Part of my research for ‘Curry Tales’ took me to South India and I spent time observing Kuthu performances of companies such as Kutthu-p-pattarai and Kataikuthu Sangam.
Kuthu is also sacred and associated with rituals; it has an innate theatricality and aesthetic, and yet stems from the most human of needs – the need for shared experience.
I've absorbed the spirit of the Kuthu genre rather than use a full-on replication of it in my performances.
Do you have to craft the humour in your performance or does it come more organically?
I think the best humour comes from recognition and observation and this can be honed over time and experience.
But magic happens, when the performer is relaxed and not trying too hard, an the audience is given permission to laugh.
Laughter is a serious business because it tackles things that we run away from in everyday life, usually things that we don't dare talk about that are usually taboo.
From pratfalls to witty satire, humour is always subversive.
Cooking is pivotal in ‘Curry Tales’. What are some of your earliest and fondest memories related to curries?
The morning after, when the flavours in a curry have "settled" and mellowed in the afterglow.

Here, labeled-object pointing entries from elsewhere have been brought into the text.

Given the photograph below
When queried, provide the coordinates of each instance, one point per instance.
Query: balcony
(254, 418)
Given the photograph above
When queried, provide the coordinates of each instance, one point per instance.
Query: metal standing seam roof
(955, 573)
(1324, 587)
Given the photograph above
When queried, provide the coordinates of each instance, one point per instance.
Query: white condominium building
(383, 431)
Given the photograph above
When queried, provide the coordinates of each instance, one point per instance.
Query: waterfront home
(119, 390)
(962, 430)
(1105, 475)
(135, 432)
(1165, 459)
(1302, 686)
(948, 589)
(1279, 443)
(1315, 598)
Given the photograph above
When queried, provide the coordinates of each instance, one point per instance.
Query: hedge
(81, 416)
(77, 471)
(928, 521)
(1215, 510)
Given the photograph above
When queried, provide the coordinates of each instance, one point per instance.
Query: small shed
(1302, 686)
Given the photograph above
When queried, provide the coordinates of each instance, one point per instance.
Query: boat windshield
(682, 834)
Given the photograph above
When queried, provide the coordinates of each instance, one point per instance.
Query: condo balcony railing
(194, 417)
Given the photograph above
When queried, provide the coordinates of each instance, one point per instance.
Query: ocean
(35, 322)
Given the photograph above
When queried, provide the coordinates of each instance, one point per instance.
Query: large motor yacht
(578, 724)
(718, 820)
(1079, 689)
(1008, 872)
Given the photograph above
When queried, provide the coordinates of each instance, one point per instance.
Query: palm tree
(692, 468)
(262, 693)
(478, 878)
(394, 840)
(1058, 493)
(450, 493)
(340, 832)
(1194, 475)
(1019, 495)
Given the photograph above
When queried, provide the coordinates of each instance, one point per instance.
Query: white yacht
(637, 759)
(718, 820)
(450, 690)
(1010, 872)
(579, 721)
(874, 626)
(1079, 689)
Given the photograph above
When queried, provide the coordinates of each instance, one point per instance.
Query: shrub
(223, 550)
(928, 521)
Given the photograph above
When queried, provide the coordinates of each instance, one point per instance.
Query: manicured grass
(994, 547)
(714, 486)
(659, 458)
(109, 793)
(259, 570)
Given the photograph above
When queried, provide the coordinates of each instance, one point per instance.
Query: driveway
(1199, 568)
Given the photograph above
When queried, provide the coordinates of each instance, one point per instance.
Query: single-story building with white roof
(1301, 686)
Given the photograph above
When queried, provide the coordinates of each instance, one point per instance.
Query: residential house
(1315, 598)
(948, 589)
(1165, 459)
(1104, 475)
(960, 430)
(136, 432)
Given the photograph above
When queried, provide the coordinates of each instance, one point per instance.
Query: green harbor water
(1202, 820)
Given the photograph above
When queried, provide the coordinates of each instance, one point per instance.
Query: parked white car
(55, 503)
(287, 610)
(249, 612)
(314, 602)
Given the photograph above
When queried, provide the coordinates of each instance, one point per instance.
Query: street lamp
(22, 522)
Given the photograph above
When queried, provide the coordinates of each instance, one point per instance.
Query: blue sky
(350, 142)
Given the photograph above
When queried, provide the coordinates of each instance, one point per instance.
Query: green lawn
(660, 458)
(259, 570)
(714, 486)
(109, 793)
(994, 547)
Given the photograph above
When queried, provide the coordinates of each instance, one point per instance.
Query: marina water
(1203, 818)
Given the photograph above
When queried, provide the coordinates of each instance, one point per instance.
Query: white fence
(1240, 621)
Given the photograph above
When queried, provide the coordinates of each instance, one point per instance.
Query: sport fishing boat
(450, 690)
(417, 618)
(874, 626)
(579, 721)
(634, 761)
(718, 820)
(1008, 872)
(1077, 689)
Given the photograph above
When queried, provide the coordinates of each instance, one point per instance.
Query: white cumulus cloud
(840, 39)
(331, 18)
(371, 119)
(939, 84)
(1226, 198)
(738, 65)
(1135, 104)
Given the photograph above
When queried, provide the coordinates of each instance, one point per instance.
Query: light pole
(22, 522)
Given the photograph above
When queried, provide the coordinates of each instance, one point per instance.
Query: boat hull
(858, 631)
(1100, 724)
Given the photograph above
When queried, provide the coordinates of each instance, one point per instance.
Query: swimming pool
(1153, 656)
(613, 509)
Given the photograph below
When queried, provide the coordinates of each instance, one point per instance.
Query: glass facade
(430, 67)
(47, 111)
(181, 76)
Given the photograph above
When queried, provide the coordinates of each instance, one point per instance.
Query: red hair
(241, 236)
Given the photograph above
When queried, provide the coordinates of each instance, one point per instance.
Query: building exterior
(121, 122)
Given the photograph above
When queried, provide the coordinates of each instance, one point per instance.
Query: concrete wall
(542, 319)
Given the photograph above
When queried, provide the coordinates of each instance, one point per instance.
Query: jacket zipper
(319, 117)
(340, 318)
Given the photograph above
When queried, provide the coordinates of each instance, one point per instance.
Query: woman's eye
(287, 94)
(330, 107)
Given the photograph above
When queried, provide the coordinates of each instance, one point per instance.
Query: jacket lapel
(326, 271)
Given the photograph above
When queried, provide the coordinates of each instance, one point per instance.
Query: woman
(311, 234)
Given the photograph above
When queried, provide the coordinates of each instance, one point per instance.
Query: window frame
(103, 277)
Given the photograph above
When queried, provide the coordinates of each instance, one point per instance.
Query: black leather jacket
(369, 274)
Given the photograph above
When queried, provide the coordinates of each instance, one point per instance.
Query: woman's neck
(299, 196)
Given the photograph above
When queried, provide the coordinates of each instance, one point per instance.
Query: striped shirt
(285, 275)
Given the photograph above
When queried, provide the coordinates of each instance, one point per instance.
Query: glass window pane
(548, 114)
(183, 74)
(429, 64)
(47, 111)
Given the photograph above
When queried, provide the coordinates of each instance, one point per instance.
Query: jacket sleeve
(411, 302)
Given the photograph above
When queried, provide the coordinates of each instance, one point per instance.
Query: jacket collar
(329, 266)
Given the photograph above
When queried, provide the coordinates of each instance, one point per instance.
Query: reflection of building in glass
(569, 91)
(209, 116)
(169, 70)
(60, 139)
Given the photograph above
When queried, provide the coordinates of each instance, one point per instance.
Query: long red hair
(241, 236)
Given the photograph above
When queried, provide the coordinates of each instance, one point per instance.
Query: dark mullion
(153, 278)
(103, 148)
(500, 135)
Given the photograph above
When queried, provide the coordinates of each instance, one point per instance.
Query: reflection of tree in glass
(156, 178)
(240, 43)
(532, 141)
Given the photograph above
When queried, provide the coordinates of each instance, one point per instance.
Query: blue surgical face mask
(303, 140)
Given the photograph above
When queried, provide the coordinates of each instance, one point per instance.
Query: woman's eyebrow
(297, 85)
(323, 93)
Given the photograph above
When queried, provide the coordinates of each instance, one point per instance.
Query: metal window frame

When no animal was harmed in the making of it, and a fresh paratha (bread) is recommended to clean the plate.
If you could make steps towards “I-have-a-curry named-after-me” greatness, what kind of curry will it be?
It would be called "The Drama Queen" and it will have complex flavours, often working against each other, an aftertaste that lingers, and frothy foam that forms on top as it cools down, so that only those with robust palettes can handle the plunge.
Any curry-making tips to share?
Think of burning in hell when you grind the masala.